In Education & Quality Improvement, Featured, Featured Education Innovations (FEI) by Andrew HallLeave a Comment

Lilly is a first year resident who is called by the floor nurse about an elderly gentleman who is “feeling unwell”. She walks into the room and notices he is wheezing and appears short of breath. Lilly starts feeling extremely anxious and is unsure of what she should do before rushing to find her staff. She wishes there was a course that would allow her to be exposed to these situations and become competent in the basics of resuscitation. 

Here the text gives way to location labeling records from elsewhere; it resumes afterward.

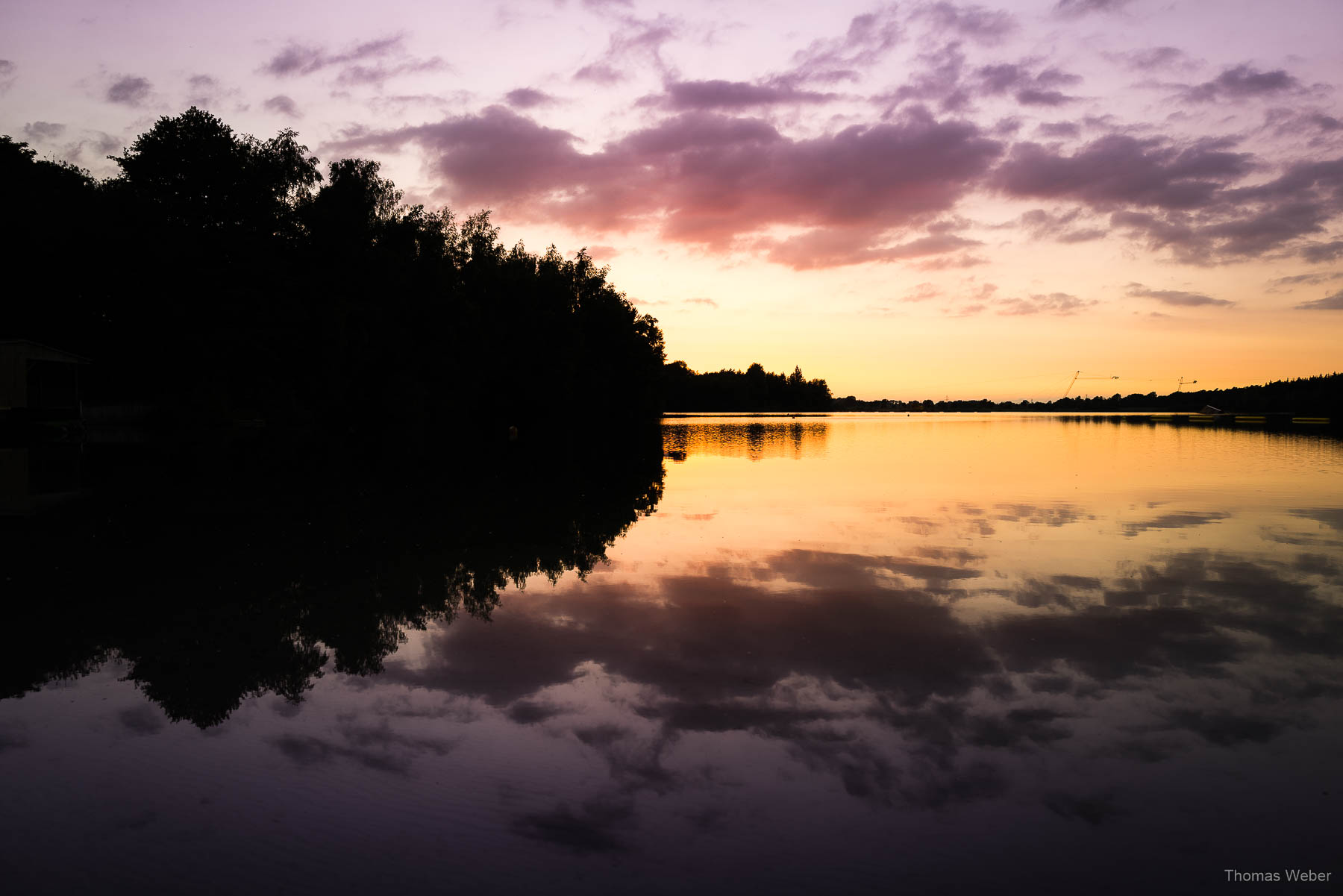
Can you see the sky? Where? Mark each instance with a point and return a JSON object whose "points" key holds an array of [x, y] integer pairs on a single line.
{"points": [[911, 201]]}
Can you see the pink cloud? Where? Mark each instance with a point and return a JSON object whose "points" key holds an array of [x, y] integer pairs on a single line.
{"points": [[711, 179]]}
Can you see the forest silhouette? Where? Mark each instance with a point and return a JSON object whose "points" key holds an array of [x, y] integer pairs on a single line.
{"points": [[219, 277]]}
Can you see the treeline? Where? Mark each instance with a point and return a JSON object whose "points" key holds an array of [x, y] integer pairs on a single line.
{"points": [[752, 390], [1311, 395], [221, 277]]}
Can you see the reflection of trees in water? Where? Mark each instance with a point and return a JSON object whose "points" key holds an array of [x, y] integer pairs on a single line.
{"points": [[218, 590], [758, 439]]}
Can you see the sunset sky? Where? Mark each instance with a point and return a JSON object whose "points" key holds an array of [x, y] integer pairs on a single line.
{"points": [[911, 201]]}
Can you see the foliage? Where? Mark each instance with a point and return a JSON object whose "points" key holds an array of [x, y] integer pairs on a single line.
{"points": [[222, 277], [1312, 395], [754, 390]]}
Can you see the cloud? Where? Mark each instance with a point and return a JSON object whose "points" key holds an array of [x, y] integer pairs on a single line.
{"points": [[1316, 253], [1044, 98], [1178, 520], [1183, 198], [528, 98], [1242, 82], [363, 63], [978, 23], [1074, 8], [379, 73], [530, 712], [710, 179], [1151, 58], [207, 92], [1118, 169], [129, 90], [1327, 304], [921, 293], [1059, 304], [836, 246], [732, 94], [42, 131], [1177, 297], [601, 73], [866, 42], [1059, 129], [634, 42], [1059, 226], [304, 60], [1289, 283], [282, 105]]}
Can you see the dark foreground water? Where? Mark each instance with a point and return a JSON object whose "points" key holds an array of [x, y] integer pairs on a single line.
{"points": [[821, 656]]}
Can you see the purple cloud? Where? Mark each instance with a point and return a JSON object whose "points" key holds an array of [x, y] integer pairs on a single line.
{"points": [[282, 105], [42, 131], [1044, 98], [733, 94], [304, 60], [1061, 228], [129, 90], [1032, 89], [1151, 58], [868, 40], [1327, 304], [1118, 169], [528, 98], [1242, 82], [1074, 8], [1175, 297], [1059, 129], [1316, 253], [601, 73], [379, 73], [710, 179], [364, 63], [980, 25]]}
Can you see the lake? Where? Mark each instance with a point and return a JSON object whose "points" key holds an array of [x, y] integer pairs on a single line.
{"points": [[814, 654]]}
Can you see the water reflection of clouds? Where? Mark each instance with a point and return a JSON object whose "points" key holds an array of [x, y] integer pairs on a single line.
{"points": [[864, 671]]}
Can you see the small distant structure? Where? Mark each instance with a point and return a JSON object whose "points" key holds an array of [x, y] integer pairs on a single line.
{"points": [[40, 382]]}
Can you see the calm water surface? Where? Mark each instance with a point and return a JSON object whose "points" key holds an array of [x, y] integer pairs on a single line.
{"points": [[871, 653]]}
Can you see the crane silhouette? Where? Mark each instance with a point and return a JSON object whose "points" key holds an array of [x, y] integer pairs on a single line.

Residency programs are increasingly adopting Competency Based Medical Education. As these curriculum changes take place, it is important for residency programs to determine the best ways to teach and assess resuscitation. This Feature Educational Innovation (FEI), titled, “ The Nightmares Course at Queen’s University: A Multidisciplinary Simulation-Based Curriculum for Training and Assessment of Competence in Resuscitation,” was originally posted by the CAEP EWG FEI Team on August 10, 2017 and answers the question: “How can we teach and assess resuscitation medicine in a competency based education model ? A PDF version is available.

Description of Innovation:

The Nightmares Course at Queen’s University is a novel, competency-based curriculum in resuscitation medicine that employs distributed and deliberate practice using high-fidelity simulation over a six-month period. The instructors provide frequent formative feedback as well as a summative assessment. A remediation period is built into the course for residents not meeting our competency threshold.

The course is designed to teach and assess the following Entrustable Professional Activity (EPA): “recognizes an acutely unwell floor patient, calls for appropriate help, and initiates a basic assessment and management plan”. This EPA is common to junior postgraduate trainees from several specialties.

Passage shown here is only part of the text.